The IMU continues to exist. It continues to be an ally of the Taliban and al-Qaida, and it has allied itself with ISIL,” or the Islamic State, which claimed responsibility for an attack Monday in which a truck plowed through a Berlin Christmas market, killing 12 and injured dozens, Assistant U.S. attorney Michael DiLorenzo said. The U.S. prosecutor argued in court that a lengthy sentence was needed to “deter others in Europe who are considering donating or raising money for these groups.”

Demirtas was sentenced in France to eight years in prison for related activities on Jan. 8, 2013.

Prosecutors there said that Demirtas’ French-based network sent at least $390,000 to the border region of Pakistan and Afghanistan, with more than half earmarked for Islamist militancy.

Demirtas was returned to the Netherlands and released in July 2013 but was arrested again in Germany in January 2015 based on a 2012 U.S. warrant. He was extradited to the United States in July 2015.

Prosecutors sought a 15-year prison term in addition to the French sentence. Assistant Federal Defender Mary Petras asked Moss for roughly the equivalent of time Demirtas has already served in Dutch, French, German and U.S. custody. With credit for good time, Demirtas could complete his term in about five years.

Prosecutors said they will oppose a request from Demirtas asking to serve his sentence in the Netherlands, where his wife and two of their young children live.

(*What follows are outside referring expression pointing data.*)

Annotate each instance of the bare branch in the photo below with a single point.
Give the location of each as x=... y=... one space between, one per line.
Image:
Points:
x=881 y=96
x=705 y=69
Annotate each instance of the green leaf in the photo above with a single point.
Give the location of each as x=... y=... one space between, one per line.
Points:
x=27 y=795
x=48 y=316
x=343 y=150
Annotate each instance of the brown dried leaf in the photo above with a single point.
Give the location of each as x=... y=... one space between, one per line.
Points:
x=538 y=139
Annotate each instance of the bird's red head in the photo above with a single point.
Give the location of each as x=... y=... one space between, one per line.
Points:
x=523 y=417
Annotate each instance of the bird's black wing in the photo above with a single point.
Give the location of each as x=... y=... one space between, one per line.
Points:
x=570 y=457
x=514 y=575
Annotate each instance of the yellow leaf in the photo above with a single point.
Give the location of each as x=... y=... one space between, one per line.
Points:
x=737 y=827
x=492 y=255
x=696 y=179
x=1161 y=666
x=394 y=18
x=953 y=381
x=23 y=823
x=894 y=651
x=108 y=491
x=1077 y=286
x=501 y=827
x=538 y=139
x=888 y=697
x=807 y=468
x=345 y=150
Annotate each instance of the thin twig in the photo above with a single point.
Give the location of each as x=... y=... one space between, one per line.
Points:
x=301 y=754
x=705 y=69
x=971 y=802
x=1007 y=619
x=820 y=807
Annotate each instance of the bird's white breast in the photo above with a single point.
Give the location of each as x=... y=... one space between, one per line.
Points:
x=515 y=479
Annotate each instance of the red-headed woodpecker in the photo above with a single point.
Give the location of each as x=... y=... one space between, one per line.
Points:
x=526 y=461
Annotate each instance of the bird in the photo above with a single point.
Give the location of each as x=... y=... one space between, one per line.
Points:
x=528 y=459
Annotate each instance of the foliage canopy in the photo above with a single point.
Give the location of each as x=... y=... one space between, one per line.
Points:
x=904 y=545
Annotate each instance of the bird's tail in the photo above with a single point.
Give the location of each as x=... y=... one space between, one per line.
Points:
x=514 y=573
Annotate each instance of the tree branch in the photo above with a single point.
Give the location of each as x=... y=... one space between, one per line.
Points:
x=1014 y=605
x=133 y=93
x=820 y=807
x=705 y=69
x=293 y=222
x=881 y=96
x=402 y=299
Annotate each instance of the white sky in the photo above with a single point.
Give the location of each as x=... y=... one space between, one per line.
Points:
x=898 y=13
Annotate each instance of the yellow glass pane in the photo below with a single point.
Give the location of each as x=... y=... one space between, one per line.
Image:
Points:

Petras said U.S. authorities overstated Demirtas’ role and ignored his acceptance of responsibility, age, poor health, lack of prior offenses, family circumstances and good conduct – factors that could affect his sentencing calculation under federal guidelines – during a brief period after he was set free by France. Petras cited the harsh terms of Demirtas’s confinement in the D.C. jail, where he spent all but 15 minutes each weekday in a windowless cell before recently being moved to a jail in Orange, Virginia.

“Mr. Demirtas has demonstrated . . . that he will not commit any future crimes, but rather will return to his home in the Netherlands and continue to care for his family,” Petras told Moss, according to court papers.